Nebraska “Mental Health” Screening Law Put on Hold

A federal judge rules that the new pre-abortion screening process in Nebraska will not be implemented July 15th as the state previously planned.

A new law that requires all women to be prescreened for possible mental issues prior to obtaining an abortion has been blocked by U.S. District Court Judge Laurie Smith Camp.  The law, which was scheduled to go into effect on July 15th, was challenged by Planned Parenthood of the Heartland, who argued that the law was so vague that it would be impossible to correctly adhere to it.

Under the law, doctors would have to screen for risk factors for post-abortion complications based on an almost limitless rang of information published in medical studies, even studies with contested and ambiguous conclusions. The law also doesn’t provide doctors any guidance about how to evaluate which of the findings to include when they screen patients.
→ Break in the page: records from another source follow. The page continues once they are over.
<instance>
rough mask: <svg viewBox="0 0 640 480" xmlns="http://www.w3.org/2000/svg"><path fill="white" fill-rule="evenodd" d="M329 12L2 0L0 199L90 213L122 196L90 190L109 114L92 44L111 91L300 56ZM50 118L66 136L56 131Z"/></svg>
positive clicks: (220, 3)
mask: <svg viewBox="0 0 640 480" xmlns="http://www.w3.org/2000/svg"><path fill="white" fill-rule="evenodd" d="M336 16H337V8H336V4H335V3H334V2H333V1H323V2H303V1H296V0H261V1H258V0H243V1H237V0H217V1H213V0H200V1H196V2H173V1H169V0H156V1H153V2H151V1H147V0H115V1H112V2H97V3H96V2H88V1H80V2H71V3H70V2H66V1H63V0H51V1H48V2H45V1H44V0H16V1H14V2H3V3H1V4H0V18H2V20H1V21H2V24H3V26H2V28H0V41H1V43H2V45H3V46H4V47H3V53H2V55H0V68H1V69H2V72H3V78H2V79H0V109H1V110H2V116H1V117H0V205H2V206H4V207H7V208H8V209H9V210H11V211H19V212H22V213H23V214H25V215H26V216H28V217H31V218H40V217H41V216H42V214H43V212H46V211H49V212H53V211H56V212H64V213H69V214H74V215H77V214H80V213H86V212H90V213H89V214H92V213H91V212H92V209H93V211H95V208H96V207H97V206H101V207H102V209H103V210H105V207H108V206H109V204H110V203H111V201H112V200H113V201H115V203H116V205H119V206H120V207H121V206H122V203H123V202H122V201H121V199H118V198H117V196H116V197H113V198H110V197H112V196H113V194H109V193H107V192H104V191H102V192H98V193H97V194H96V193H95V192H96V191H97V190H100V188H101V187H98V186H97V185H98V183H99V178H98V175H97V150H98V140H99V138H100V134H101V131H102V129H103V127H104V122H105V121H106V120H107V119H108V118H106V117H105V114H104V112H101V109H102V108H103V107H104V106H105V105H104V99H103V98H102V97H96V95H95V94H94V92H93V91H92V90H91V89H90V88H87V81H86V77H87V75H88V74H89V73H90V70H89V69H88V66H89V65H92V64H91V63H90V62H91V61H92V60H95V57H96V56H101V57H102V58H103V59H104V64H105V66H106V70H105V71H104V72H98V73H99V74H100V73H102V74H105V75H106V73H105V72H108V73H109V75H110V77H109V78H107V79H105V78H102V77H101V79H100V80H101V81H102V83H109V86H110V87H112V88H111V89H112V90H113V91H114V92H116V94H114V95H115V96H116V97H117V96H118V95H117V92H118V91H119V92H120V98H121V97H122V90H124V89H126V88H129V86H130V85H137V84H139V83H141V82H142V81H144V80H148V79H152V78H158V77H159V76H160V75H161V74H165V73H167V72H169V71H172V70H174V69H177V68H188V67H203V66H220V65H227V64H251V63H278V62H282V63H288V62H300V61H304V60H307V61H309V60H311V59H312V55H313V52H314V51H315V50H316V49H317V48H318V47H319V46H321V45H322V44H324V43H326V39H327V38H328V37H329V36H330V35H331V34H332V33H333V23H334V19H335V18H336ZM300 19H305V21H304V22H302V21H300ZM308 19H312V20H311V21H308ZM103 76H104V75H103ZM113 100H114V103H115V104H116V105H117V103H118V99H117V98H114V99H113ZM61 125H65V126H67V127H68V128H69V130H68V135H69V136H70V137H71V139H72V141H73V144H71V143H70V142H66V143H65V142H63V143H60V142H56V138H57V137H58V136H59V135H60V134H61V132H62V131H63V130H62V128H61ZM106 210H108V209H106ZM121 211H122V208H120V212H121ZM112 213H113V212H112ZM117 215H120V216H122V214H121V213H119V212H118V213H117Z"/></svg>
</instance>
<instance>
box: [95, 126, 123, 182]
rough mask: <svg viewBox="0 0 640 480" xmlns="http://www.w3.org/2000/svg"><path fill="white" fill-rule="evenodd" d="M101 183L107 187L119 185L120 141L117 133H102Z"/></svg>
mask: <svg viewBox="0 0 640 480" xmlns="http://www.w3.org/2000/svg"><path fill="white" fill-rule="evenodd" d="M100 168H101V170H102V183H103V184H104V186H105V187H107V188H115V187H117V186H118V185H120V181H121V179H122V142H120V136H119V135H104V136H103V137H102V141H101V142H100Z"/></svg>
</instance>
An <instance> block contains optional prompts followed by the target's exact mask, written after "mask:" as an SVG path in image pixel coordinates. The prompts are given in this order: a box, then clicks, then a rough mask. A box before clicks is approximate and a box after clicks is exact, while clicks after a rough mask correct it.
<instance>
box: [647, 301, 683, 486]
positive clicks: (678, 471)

“Many of them are decades old; some of them — a century old. Many, of course, are out of date. Many have been debunked. Many are irrelevant to the patient’s care,” said Planned Parenthood’s CEO Jill June.

Judge Smith Camp agreed with the organization, according to the Lincoln Journal Star:

Smith Camp said Planned Parenthood’s arguments that the law was vague and could be cumbersome were persuasive, and the potential harm the law could do made a preliminary injunction appropriate.

“Plaintiffs have presented substantial evidence that the disclosures mandated by LB 594, if applied literally, will require medical providers to give untruthful, misleading and irrelevant information to patients,” Smith Camp said in her ruling.

The law is now blocked until the official lawsuit over the screenings has been settled.